Sem preconceitos

Precisamos parar de olhar as pessoas com sobrepeso como foras da lei que merecem um enquadramento

Por Patricia Julianelli

Eu tenho a sorte de conviver com uma das pessoas mais admiráveis que já conheci: Kelly, a babá do meu filho. Mora no fundo da casa da mãe, passa cinco horas por dia no transporte público. Começou a cuidar sozinha dos três filhos – o mais novo com dois anos, idade do meu – depois de perder o marido para o descaso do governo com a saúde pública. Mas resolveu ser feliz. Na verdade, nem sei se é opção, mas ela é. Tira forças do que ela considera seu bem mais precioso: a família. E assim, ela chega em casa todo dia com um sorriso no rosto. Chega e vai embora, mesmo sabendo que sai às 18h30 para pisar em casa às 21h, com dois dos três filhos já dormindo.

Lembro da Kelly toda vez que vejo uma pessoa com sobrepeso sendo julgada.
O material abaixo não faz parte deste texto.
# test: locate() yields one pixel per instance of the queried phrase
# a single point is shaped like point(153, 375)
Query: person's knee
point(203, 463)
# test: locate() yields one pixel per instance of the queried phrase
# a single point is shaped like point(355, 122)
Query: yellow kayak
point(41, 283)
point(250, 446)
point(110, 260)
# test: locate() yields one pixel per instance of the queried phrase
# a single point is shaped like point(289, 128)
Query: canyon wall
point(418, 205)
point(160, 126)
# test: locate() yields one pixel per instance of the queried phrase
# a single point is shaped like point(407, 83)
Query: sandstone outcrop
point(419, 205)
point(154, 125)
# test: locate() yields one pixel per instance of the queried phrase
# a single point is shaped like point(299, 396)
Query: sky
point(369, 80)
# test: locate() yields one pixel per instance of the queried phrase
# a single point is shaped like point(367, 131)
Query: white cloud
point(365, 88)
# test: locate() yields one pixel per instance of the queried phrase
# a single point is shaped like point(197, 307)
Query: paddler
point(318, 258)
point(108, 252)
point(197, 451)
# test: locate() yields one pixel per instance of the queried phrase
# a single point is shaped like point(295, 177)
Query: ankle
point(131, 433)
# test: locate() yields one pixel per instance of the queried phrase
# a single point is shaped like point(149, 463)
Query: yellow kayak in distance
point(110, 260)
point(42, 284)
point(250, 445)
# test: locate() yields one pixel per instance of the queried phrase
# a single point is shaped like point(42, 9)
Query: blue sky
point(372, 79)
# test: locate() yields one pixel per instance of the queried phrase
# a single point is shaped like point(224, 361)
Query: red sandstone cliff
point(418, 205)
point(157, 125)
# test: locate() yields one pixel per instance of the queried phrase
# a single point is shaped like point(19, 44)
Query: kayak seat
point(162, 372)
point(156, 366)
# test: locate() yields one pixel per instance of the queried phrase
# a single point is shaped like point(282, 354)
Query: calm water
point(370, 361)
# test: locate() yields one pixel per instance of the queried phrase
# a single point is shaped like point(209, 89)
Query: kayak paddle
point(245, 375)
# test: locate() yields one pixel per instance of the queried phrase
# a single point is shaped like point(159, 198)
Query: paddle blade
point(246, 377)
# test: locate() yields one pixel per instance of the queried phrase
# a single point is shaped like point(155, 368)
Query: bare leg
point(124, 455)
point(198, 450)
Onde ela encaixaria os tais 30 minutos diários de exercícios na rotina? Inviável. O pouquíssimo tempo livre que tem, ela gasta com os filhos. E eu acho que está certíssima. Não é só exercício cardiovascular que faz bem ao coração.

Kelly usa margarina no pão que traz de casa. “Você sabia que a manteiga é mais saudável? Dê uma chance a ela”, eu disse outro dia. “A gordura da margarina não é bacana para o corpo, ela está ligada a várias doenças, como diabetes e obesidade.” “Pati, eu não compro margarina porque prefiro, mas porque é mais barata”, disse sorrindo. É isso: não obstante a falta de informação de boa parte da população, os produtos industrializados mais acessíveis só o são à custa de ingredientes cada vez mais baratos. E que contribuem para o ganho de peso no mundo todo.

Veja, não estou aqui dizendo que exercícios regulares e alimentação saudável deveriam ficar em segundo plano. Aqui na Runner’s propagamos os benefícios dessa dupla aos quatro ventos. Mas não podemos ignorar que eles estão sendo negligenciados a parte da população. E há ainda uma lista de motivos que levam ao sobrepeso e à obesidade. Entre eles o hipotireoidismo, a síndrome metabólica, medicamentos à base de corticoides, antidepressivos, anticoncepcionais, a menopausa, a síndrome do ovário policístico e transtornos alimentares, estes últimos agravados pelo preconceito da sociedade em relação aos gordos.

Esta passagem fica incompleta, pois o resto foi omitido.